EAB has compiled a guide of the most impactful proposed changes to further our existing cheat-sheet and outline what this could mean for your policies.

Proposal Highlights

  1. Re-instate the Obama-era definition of sexual harassment, including “harassment based on sex, sexual orientation, gender identity, pregnancy, or any created hostile environment.” This definition expands protection to LGBTQ students who tend to suffer more harassment in comparison to other students.
  2. In-person, cross-examination hearings are permitted but no longer required for campus investigations. Further, institutions must complete these cases in a “prompt timeline.” Informal resolution of an incident without the submission of a formal complaint is allowed.
  3. Institutions must investigate incidents which occur at education programs off campus, including out of the country (e.g., study abroad).
  4. Employees at colleges operating an education program (i.e., anyone with teaching or advising responsibilities) with knowledge of an instance of misconduct must report it. Additionally, other faculty and staff members must provide students with the contact information of the campus’s Title IX coordinator if they are not designated as confidential resources.
  5. Students who leave an educational program due to an instance of discrimination may file a retroactive complaint.

The Conversation

Campus leaders are exhausted by the constant back-and-forth on Title IX, as each administration creates dissonant regulations and expect immediate follow-through on campuses. Given President Biden’s previous focus on campus sexual assault prevention during his vice presidency, the victim-focused propositions were expected. As the changes would make reporting incidents less prescriptive, institutions could consolidate procedures and make them less confusing for students, encouraging them to engage with their Title IX representatives. Survivor-advocacy groups are celebrating the proposed updates, stating that the DeVos-era rulings discouraged students from reporting cases of violence and often let offenders free.

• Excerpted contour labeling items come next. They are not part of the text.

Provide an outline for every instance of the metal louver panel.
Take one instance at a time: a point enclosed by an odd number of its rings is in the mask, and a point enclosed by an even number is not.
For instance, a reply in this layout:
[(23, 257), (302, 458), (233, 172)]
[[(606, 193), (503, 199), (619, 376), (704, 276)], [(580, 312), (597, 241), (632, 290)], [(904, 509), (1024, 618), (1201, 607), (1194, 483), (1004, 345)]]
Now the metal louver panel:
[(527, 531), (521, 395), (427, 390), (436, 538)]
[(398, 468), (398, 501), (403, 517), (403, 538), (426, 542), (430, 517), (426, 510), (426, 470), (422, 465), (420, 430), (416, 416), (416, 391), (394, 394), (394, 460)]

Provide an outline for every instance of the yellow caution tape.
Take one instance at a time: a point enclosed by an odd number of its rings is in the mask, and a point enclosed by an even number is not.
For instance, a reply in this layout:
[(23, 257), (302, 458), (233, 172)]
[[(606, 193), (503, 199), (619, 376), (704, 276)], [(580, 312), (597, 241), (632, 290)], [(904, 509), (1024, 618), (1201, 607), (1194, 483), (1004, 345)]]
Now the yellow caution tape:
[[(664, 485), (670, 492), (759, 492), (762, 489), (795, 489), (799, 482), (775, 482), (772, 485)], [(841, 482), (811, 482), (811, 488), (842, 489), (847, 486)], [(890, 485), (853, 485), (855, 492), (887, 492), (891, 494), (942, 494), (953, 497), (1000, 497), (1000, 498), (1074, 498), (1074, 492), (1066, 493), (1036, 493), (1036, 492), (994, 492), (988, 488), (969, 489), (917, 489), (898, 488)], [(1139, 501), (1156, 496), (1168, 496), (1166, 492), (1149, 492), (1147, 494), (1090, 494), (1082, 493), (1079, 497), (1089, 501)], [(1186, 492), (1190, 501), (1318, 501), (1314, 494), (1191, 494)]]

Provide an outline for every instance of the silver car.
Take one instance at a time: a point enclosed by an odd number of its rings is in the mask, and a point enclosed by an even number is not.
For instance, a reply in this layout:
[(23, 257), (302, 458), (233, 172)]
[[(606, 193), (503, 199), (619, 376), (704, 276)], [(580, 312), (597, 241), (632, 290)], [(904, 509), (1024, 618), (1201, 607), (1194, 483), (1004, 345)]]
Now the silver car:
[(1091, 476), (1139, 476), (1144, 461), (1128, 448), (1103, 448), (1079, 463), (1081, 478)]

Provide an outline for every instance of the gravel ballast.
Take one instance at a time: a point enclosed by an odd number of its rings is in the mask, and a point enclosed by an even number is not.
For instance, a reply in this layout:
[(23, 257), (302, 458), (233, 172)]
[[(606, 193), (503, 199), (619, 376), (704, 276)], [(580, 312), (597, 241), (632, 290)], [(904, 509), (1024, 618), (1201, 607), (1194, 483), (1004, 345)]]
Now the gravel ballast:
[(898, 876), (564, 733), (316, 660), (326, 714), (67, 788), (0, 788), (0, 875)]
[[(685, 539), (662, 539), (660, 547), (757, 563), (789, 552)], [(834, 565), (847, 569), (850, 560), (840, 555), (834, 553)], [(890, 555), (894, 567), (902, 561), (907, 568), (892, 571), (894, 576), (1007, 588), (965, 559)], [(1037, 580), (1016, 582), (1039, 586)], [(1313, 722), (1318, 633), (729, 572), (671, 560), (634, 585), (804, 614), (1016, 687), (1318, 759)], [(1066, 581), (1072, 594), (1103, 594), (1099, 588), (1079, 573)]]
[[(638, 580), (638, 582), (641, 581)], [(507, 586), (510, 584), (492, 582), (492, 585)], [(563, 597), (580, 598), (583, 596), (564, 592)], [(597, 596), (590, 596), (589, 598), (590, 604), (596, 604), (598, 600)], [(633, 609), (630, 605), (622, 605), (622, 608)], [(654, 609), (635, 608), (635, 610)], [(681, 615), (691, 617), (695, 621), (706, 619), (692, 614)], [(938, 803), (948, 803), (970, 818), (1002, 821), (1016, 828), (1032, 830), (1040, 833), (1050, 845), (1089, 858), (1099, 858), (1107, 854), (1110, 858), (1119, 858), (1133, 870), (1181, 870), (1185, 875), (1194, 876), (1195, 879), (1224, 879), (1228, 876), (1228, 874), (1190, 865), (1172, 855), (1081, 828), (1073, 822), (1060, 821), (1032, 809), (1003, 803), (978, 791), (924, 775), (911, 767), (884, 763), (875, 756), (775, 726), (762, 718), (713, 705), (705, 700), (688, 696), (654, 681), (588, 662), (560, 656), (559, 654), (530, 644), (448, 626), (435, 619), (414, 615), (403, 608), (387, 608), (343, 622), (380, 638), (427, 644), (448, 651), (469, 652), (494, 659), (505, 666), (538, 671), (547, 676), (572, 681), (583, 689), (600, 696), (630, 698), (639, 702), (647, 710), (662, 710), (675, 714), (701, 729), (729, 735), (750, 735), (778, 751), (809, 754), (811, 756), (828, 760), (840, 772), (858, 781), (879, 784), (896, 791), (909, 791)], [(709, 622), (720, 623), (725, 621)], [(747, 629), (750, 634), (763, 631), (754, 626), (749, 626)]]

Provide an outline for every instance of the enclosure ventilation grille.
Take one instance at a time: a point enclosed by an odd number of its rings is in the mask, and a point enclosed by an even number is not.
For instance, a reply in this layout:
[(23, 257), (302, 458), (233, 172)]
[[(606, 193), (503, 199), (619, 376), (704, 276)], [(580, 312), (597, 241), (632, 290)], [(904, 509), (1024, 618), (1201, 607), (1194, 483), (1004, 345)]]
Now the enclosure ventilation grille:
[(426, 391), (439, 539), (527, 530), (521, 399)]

Conversely, some have criticized the rules as they would strip students of important due process rights. Many civil liberties organizations, including the ACLU, support the bulk of the proposed regulations, as they ensure schools are “[safeguarding] students from sexual harassment and violence and guaranteeing fair process for students in school disciplinary proceedings.” However, these organizations have concerns, with ACLU representatives pointing out the proposed regulations deny students facing serious penalties in college disciplinary hearings important procedural rights, including live hearings and cross-examination. Although some consider the court-like campus hearings too legalistic, proponents believe it ensures fairness in a high-stakes situations.

What Universities Should Expect

Despite the 60-day public comment period, no one knows when these proposed changes may actually go into effect. For example, DeVos’s Department of Education released proposed regulations in 2018 that were not enacted until 2020. However, as these proposed changes are more flexible, Title IX experts believe it will be easier for schools to adopt the new regulations. The Biden administration may also choose to create a longer grace period for schools to implement the updates. Nevertheless, experts warn that the proposed changes may not survive neither a future administration nor the courts.

Courtney Bullard, a higher-education lawyer and expert on the Title IX compliance, summarized the problem with the constant changes well in an interview with The Chronicle. The everchanging political climate takes away from what is important in these scenarios: preventing discrimination and violence and responding well when they do.